A 2017 prospective, nonblinded, randomized trial from Switzerland, excluded from the 2018 Cochrane review, compared oral cyanocobalamin therapy with intramuscular hydroxocobalamin therapy in 37 patients (mean age = 49.5 years; 60.5% women) with vitamin B12 deficiency (less than 200 pg per mL).3 The oral group received 1,000 mcg of cyanocobalamin per day through an electronically monitored punch card (99.6% adherence by pill count), and the intramuscular group received 1,000 mcg of hydroxocobalamin weekly for four weeks. There was no significant difference in the primary outcome of normalization of vitamin B12 levels at 28 days between the intramuscular and oral groups (100% vs. 84.2%; P > .05). 

A 2003 prospective case series involved patients with vitamin B12 deficiency (n = 50) who were receiving 1,000 mcg of intramuscular hydroxocobalamin every three months.4 The investigators evaluated the effect of changing from intramuscular to oral vitamin B12 supplementation on vitamin B12 levels. Patients were recruited from a general practice in the United Kingdom and were 31 to 90 years of age, and 66% were women. After patients received the final hydroxocobalamin injection, their vitamin B12 levels were monitored at weeks 2, 4, 8, and 12, and then every 12 weeks. When serum vitamin B12 levels were measured at the 25th percentile (418 pg per mL [308.40 pmol per L]) of the reference range (180 to 1,132 pg per mL [132.80 to 835.19 pmol per L]), patients were switched to 1,000 mcg of oral cyanocobalamin per day. Study duration was six to 18 months in 48 patients and up to three months in two patients.

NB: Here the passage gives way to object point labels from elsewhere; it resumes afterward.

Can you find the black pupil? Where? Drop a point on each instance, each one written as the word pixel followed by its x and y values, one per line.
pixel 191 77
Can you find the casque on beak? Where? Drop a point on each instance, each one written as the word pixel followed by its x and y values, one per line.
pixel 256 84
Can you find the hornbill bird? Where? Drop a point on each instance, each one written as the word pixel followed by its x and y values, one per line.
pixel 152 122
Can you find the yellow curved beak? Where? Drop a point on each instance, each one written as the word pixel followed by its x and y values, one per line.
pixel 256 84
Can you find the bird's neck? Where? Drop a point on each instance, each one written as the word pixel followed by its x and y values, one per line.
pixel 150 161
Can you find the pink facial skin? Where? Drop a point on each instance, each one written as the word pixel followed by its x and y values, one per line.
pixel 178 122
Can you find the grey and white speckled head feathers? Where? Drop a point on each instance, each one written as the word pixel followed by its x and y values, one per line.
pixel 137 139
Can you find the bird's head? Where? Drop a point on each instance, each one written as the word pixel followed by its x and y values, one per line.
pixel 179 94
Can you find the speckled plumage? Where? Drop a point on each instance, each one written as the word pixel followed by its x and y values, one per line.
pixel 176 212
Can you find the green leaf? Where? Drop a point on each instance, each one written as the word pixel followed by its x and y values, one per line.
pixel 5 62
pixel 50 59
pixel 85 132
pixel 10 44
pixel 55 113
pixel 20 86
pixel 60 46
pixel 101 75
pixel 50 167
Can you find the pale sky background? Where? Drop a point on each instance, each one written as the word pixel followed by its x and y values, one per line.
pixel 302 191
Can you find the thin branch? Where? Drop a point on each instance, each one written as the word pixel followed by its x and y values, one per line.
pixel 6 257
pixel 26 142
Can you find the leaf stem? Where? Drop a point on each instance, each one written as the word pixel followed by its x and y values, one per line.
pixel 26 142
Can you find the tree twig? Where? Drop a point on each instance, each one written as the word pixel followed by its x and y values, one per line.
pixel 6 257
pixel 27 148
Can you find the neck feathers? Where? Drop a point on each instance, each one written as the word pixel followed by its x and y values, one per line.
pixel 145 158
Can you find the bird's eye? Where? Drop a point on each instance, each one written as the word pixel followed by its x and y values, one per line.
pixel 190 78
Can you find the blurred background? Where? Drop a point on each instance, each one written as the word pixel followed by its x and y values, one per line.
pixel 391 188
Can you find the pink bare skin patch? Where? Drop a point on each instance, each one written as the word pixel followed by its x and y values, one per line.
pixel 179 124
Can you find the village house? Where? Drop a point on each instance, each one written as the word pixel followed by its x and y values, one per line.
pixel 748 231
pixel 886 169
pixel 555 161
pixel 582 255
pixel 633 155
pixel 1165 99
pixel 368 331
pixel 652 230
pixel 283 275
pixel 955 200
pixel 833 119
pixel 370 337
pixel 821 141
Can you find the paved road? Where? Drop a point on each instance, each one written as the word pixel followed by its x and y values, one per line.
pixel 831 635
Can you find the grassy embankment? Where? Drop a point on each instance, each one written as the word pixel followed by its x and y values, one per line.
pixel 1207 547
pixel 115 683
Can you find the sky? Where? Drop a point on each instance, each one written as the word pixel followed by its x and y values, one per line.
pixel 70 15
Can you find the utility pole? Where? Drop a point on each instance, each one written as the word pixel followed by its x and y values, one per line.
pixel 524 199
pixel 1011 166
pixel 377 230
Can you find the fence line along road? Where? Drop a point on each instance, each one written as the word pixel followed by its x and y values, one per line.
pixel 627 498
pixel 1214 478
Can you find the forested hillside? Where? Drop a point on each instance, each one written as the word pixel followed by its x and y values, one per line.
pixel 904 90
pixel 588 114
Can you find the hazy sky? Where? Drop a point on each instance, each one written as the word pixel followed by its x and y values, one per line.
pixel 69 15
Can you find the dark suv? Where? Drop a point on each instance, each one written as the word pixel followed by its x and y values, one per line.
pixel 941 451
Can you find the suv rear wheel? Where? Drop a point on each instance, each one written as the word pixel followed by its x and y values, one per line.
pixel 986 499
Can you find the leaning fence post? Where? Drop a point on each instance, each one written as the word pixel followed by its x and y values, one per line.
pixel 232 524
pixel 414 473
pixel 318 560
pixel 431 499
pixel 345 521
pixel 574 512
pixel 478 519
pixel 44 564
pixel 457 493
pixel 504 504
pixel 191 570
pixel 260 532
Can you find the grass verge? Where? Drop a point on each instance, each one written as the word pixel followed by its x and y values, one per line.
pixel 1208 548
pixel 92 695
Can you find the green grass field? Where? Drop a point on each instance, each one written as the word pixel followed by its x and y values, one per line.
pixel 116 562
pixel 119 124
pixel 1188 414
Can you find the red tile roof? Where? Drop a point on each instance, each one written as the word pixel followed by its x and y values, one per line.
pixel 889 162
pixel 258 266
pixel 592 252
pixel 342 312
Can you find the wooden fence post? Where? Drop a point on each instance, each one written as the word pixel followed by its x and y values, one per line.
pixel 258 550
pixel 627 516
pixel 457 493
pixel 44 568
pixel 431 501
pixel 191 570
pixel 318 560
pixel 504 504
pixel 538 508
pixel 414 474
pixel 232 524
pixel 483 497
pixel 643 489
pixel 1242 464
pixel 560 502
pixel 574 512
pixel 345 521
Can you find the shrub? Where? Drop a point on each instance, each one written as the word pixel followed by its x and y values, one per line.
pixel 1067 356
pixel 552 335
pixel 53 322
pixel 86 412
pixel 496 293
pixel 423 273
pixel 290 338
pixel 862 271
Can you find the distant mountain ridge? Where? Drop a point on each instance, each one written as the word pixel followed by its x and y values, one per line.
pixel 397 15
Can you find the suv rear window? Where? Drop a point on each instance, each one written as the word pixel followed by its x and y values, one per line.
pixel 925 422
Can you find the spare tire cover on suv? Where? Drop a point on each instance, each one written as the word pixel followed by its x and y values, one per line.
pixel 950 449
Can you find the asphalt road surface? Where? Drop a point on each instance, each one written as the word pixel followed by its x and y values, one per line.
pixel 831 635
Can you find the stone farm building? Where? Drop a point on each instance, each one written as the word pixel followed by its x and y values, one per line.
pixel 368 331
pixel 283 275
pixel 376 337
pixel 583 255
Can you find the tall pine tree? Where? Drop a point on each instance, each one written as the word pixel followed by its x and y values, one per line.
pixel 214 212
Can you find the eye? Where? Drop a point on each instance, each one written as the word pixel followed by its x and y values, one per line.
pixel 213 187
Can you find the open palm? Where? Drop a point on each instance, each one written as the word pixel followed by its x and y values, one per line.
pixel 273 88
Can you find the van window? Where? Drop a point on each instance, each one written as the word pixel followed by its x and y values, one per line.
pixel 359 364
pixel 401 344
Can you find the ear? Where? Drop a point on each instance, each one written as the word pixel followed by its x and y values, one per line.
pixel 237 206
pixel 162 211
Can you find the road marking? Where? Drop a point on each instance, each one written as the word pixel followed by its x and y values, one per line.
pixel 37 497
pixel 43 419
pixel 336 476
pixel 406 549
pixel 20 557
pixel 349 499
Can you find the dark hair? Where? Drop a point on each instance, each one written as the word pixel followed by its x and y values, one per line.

Patients were monitored to determine if there was need to restart intramuscular supplementation, which was defined as a vitamin B12 level below 275 pg per mL (202.90 pmol per L). Serum vitamin B12 levels at the start of oral therapy (median = 410 pg per mL [302.50 pmol per L]) increased and then plateaued at three months (median = 1,164 pg per mL [858.80 pmol per L]), with no patients meeting criteria to restart intramuscular supplementation. Ten patients (20%) dropped out, predominantly for social reasons.